Friday, October 5, 2012

Videotaping IMA Consultative Examinations

An Administrative Law Judge issued a favorable decision today that approved the Social Security Disability (“SSD”) application of my client, a former firefighter, without requiring a hearing. 

The State agency had denied the claimant’s SSD application on the fraudulent grounds that the claimant had failed to be examined by its doctors from Industrial Medicine Associates (“IMA”). That assertion was untrue. The claimant was ready, willing, and able, to be examined by IMA, and appeared at IMA’s office at the designated date and time for his consultative examination (“CE”). However, IMA refused to proceed with the CE because the claimant brought a camera to videotape the CE. In other words, it was IMA, not the claimant, who refused to proceed with the CE. 

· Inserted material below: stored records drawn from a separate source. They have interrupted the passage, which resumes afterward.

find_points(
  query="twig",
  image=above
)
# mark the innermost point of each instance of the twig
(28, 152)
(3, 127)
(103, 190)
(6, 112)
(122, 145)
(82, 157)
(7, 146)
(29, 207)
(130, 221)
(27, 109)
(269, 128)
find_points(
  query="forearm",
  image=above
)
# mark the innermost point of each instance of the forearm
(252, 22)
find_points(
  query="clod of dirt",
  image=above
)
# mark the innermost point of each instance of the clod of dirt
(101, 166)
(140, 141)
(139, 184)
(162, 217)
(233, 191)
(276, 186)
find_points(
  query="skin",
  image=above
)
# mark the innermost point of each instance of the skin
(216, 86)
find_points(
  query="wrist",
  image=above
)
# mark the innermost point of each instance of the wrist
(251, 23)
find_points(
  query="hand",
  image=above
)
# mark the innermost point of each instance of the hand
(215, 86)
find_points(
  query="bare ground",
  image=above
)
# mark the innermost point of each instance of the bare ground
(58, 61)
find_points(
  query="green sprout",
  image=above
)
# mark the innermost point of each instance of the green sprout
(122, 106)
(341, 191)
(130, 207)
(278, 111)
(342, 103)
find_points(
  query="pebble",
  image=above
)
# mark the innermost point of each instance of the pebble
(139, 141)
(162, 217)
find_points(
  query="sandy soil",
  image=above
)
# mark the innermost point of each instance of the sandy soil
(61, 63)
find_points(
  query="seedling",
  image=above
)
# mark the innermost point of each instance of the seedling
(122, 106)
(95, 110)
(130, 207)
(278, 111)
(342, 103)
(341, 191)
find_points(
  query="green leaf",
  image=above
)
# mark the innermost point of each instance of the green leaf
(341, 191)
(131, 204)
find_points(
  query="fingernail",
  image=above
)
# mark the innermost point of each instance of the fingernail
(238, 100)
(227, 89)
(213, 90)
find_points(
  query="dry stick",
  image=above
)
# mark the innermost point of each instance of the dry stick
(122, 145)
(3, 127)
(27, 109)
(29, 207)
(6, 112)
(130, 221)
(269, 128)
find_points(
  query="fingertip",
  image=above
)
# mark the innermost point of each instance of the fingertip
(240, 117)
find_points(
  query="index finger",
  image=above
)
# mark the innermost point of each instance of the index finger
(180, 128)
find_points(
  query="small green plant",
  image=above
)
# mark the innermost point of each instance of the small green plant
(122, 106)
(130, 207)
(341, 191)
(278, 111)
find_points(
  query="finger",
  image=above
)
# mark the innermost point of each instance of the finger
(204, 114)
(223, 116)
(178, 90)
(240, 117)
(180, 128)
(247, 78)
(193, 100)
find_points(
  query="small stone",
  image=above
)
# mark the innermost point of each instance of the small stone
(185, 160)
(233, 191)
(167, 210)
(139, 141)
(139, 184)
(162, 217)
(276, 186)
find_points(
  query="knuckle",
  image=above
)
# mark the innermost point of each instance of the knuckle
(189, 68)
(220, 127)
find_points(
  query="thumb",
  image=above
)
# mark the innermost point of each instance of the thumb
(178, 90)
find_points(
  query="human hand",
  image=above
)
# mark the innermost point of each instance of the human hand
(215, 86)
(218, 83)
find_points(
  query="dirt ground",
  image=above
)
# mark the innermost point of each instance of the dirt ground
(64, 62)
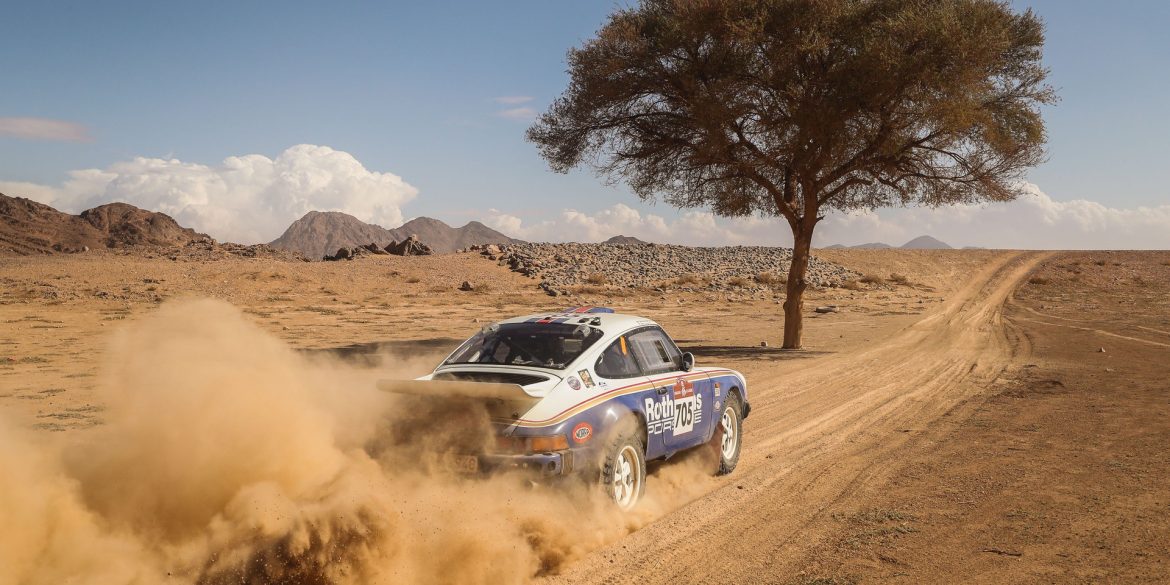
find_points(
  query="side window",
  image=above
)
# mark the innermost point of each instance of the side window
(655, 351)
(617, 360)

There is no rule, regulation, statute, guideline, or case law that precludes an SSD claimant from recording his or her CE. There have been countless times where IMA doctors have been banned from performing CE’s, or their opinions have been rejected, after substantial evidence or cross examinations showed they falsified CE findings. If IMA doctors perform CEs in accordance with the regulations, then they should have nothing to hide, and should have no problem with the videotaping. Videotaping an IMA CE is consistent with the SSA recording experts and witnesses at hearings. IMA has a protracted history of acting improperly. Read some of my prior entries on this topic: 11/22/10, 6/6/12, 5/17/12, 10/5/11, 6/29/12, 6/16/12, 3/8/10, 8/31/12, 8/11/08, 4/21/10, 6/4/12, 9/8/10, 8/16/12

IMA has a contract with New York State to perform CEs, for which it gets paid a ton of taxpayer money. Medical Experts at hearings are videotaped, and IMA has no excuse or legal authority to justify its refusal to have its doctors videotaped while performing a CE ordered and paid for by New York State. Perhaps if IMA refuses to perform a large number of CEs when claimants try to videotape them, the State will terminate or refuse to renew its contract with IMA.